Arte generativa: la creatività che sfrutta sistemi non umani | Vademecum delle arti digitali

Nel 1793, Mozart realizzò il Musikalisches Würfelspiel (“gioco musicale con i dadi”), un semplice gioco che associava i numeri casuali ottenuti dal lancio di una coppia di dadi a dei minuetti prestabiliti e scritti su una tabella. Questo probabilmente è uno tra i primissimi esempi di arte generativa della storia.

L’Arte generativa, ovvero “arte che genera arte”, è una pratica che dà vita a vere e proprie opere creative sfruttando sistemi non umani: informatici, robotici, meccanici o chimici.

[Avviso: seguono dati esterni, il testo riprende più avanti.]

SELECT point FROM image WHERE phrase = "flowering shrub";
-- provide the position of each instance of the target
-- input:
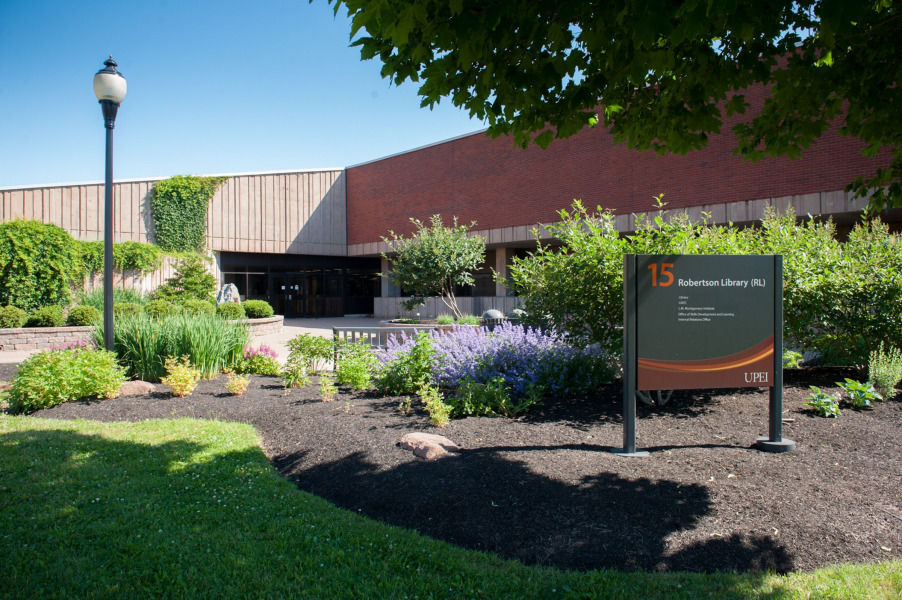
(260, 361)
(523, 357)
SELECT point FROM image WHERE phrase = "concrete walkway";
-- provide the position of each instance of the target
(277, 341)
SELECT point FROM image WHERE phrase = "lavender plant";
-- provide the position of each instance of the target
(523, 357)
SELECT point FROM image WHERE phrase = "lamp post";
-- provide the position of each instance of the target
(109, 87)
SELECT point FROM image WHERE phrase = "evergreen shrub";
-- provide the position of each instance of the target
(257, 309)
(46, 316)
(230, 311)
(12, 317)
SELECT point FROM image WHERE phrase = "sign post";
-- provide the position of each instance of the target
(693, 322)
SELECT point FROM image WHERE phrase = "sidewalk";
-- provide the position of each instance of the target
(277, 341)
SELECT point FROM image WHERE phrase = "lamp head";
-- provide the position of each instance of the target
(109, 84)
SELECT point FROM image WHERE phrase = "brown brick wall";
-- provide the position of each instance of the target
(498, 185)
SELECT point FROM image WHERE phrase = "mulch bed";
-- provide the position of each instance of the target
(545, 488)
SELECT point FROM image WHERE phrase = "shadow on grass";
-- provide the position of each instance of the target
(161, 517)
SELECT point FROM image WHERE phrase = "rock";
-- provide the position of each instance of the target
(228, 293)
(428, 445)
(136, 388)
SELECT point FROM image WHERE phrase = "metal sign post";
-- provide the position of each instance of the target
(699, 322)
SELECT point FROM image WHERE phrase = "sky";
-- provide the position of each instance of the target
(231, 86)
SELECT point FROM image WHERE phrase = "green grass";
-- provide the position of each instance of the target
(192, 509)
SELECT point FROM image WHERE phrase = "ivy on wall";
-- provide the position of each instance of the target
(127, 256)
(37, 263)
(179, 207)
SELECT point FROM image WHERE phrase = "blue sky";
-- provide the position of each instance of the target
(229, 86)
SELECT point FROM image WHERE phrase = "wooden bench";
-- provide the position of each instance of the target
(374, 336)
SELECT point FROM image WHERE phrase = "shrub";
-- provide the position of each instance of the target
(823, 404)
(257, 309)
(38, 264)
(49, 378)
(231, 311)
(46, 316)
(885, 370)
(83, 315)
(127, 309)
(191, 281)
(141, 343)
(313, 351)
(407, 369)
(294, 374)
(492, 398)
(356, 365)
(237, 384)
(198, 307)
(181, 377)
(12, 317)
(439, 412)
(260, 361)
(159, 309)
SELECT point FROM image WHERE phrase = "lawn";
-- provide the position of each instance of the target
(190, 508)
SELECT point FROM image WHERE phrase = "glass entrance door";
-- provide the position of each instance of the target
(302, 295)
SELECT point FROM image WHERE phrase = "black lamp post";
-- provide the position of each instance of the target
(109, 87)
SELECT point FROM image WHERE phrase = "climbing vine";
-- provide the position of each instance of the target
(179, 207)
(37, 263)
(127, 256)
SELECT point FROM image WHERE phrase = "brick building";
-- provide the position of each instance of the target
(310, 241)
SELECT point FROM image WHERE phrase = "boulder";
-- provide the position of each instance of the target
(136, 388)
(427, 445)
(228, 293)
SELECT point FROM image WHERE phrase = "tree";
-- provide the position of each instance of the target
(661, 75)
(433, 260)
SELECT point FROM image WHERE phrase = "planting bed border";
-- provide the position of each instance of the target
(45, 338)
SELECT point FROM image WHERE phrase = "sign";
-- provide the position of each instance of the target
(697, 321)
(704, 321)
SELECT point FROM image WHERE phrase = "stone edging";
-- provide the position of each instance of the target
(42, 338)
(45, 338)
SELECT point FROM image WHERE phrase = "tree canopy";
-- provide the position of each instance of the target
(660, 74)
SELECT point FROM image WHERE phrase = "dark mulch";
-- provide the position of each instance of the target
(545, 489)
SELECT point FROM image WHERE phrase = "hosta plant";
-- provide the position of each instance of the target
(861, 395)
(823, 404)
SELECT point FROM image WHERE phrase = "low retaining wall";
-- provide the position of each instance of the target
(42, 338)
(267, 326)
(45, 338)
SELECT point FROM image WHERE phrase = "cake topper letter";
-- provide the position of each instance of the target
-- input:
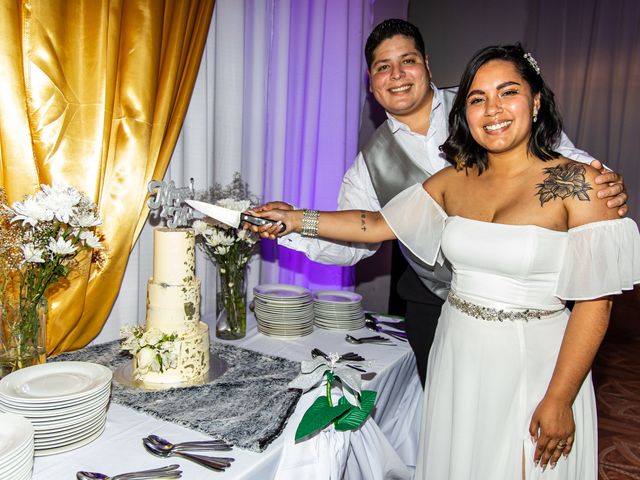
(169, 199)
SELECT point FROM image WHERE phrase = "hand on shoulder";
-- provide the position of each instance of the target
(574, 183)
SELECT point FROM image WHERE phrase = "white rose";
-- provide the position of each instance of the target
(147, 360)
(151, 336)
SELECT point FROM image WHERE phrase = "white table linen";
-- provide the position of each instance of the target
(385, 447)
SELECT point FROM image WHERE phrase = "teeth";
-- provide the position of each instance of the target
(497, 126)
(400, 89)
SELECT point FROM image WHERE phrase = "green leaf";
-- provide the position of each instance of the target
(355, 416)
(318, 416)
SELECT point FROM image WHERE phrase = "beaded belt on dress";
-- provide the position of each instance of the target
(495, 314)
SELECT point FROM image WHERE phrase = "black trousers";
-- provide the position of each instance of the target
(421, 316)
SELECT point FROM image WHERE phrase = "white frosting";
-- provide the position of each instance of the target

In questa forma d’arte, in genere, l’intervento dell’artista si limita alla sola predisposizione di un motivo di base chiamato pattern (la tabella di Mozart); talvolta però non c’è neanche quello e tutto il procedimento casuale-creativo viene affidato al sistema non umano (ad esempio ad un algoritmo).

Nell’arte generativa, sperimentata in modo discontinuo a partire dagli anni ’80 sia nelle arti visive che in campo musicale e letterario, l’intenzionalità dell’autore viene sminuita al punto da essere in alcuni casi completamente negata. Involontarietà e casualità sono infatti le parole chiave alla base di qualsiasi opera di questo tipo.

In campo digitale forme di arte generativa sono sempre state inseguite con risultati altalenanti. Non fa eccezione la crypto art che sfrutta algoritmi generativi per dare vita a serie di personaggi, ad esempio i CryptoPunk, che si diversificano tra loro anche per una sola caratteristica.

Più interessanti invece appaiono tutte quelle sperimentazioni di arte generativa che sfruttano l’intelligenza artificiale per creare installazioni visual/sound frutto della collaborazione tra artisti, musicisti, programmatori e tecnici del suono.